Someone kindly gave me a small case of even smaller bottles of Merlot and Durif, assorted, enough in each bottle for one big glassful but no more. Were they trying to tell me something? What were they trying to tell me? Why would I even think they were trying?

Which famous playwright was afraid of Christmas? Noël Coward.

I got some socks. I actually wanted socks.

Sprouts and coriander are not a good mix. I only threw the coriander in because it was about to go off. We experienced repercussions all the way down the M4 on Boxing Day. Then again, I can't blame that wholly on the coriander. The Services at Magor, Monmouthshire, seem to have improved.

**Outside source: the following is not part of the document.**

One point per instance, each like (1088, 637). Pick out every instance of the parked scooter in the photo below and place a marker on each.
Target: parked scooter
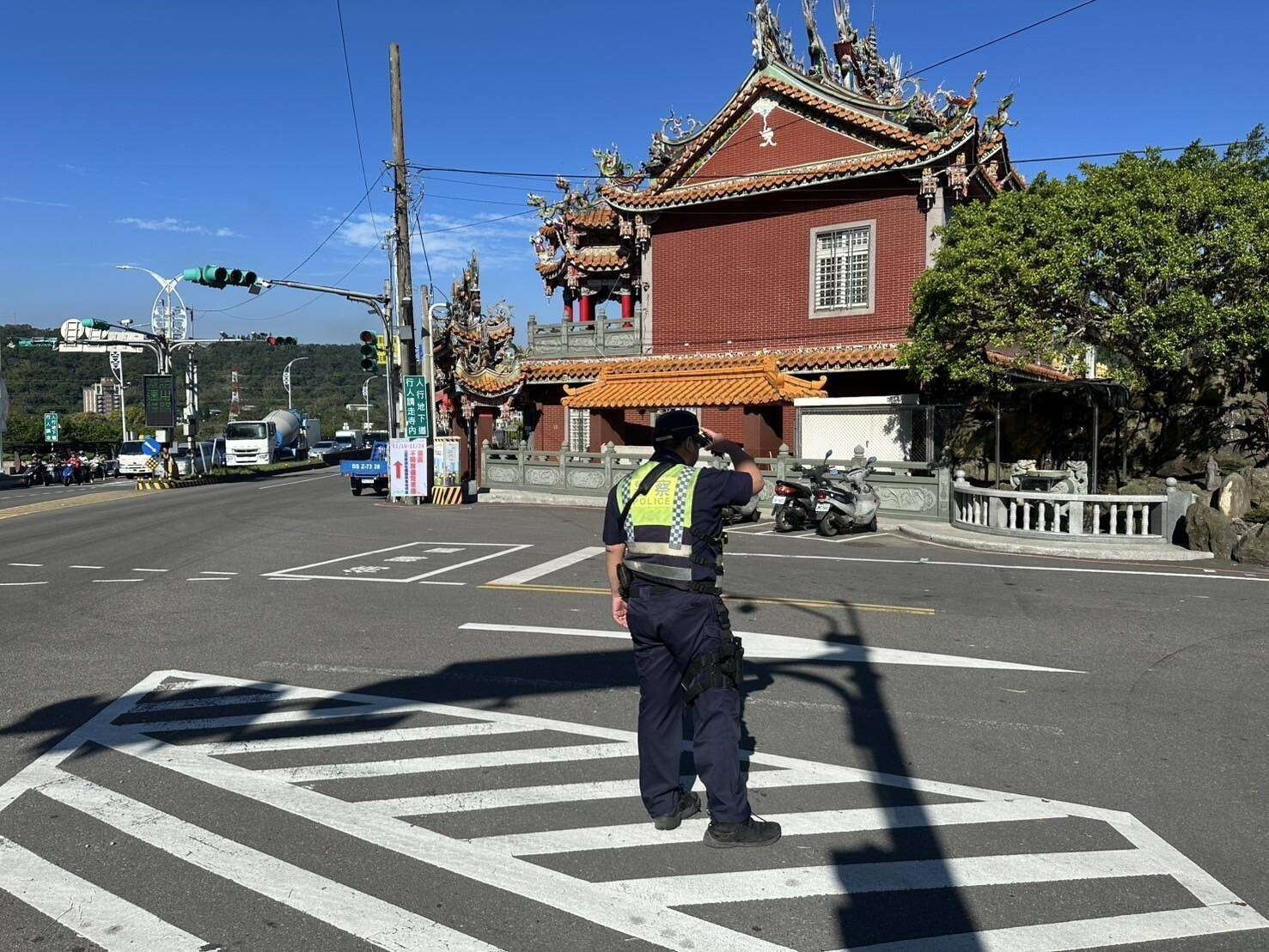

I was also given a mixed case of Italian reds by my Pa-in-Law, who, on his own account, drinks nothing but a furious kind of Primitivo, weighing in at 14% if not more, stuff you can use as a general anaesthetic if needs be and what with one thing and another it can be hard to get anything in his part of South West Wales, so a bottle of this and your appendix is as good as out. I mean, that's how he rolls. Among the mixed reds I notice a couple of Lambruscos. Thirty years ago they used to market this with a nylon Fun Bug attached to the neck - Lambrusco, according to the rationale of the time, being the sort of drink to appeal to young women out on a Hen Night and in need of a Fun Bug or equivalent. Am I ready for Lambrusco now, in 2020, at my age? I want to pair it, conceptually, with the Riesling, a sweetish drink I might have drunk back then but view with some apprehension now. On the other hand, it has got a nice cork/safety string arrangement at the top, plus strong violets according to the blurb on the back, which makes it a bit toney and therefore probably okay. And only 11%! I can take down a microbottle of Durif as aperitif, work through a whole Lambrusco while eating supper before, at last, winding down with a Schnapps or two, only to be found later in a confused state wandering the Hangar Lane gyratory system, claiming to be Oliver Reed.

Mince Pies actually help you lose weight.

I failed to get any dessert wine this year, a semi-intended omission on my part. I mean, I like a Beaumes de Venise, but these days not enough to want to drink it. Would the Lambrusco have done, if I'd actually got it on Christmas Day, to go with the pudding?

I found a very small, crap, artificial Christmas tree laced with battery-powered multi-function twinkling lights, in a bin-liner at the back of a cupboard. It became my tree. I'd keep it out all year, if I thought I could get away with it.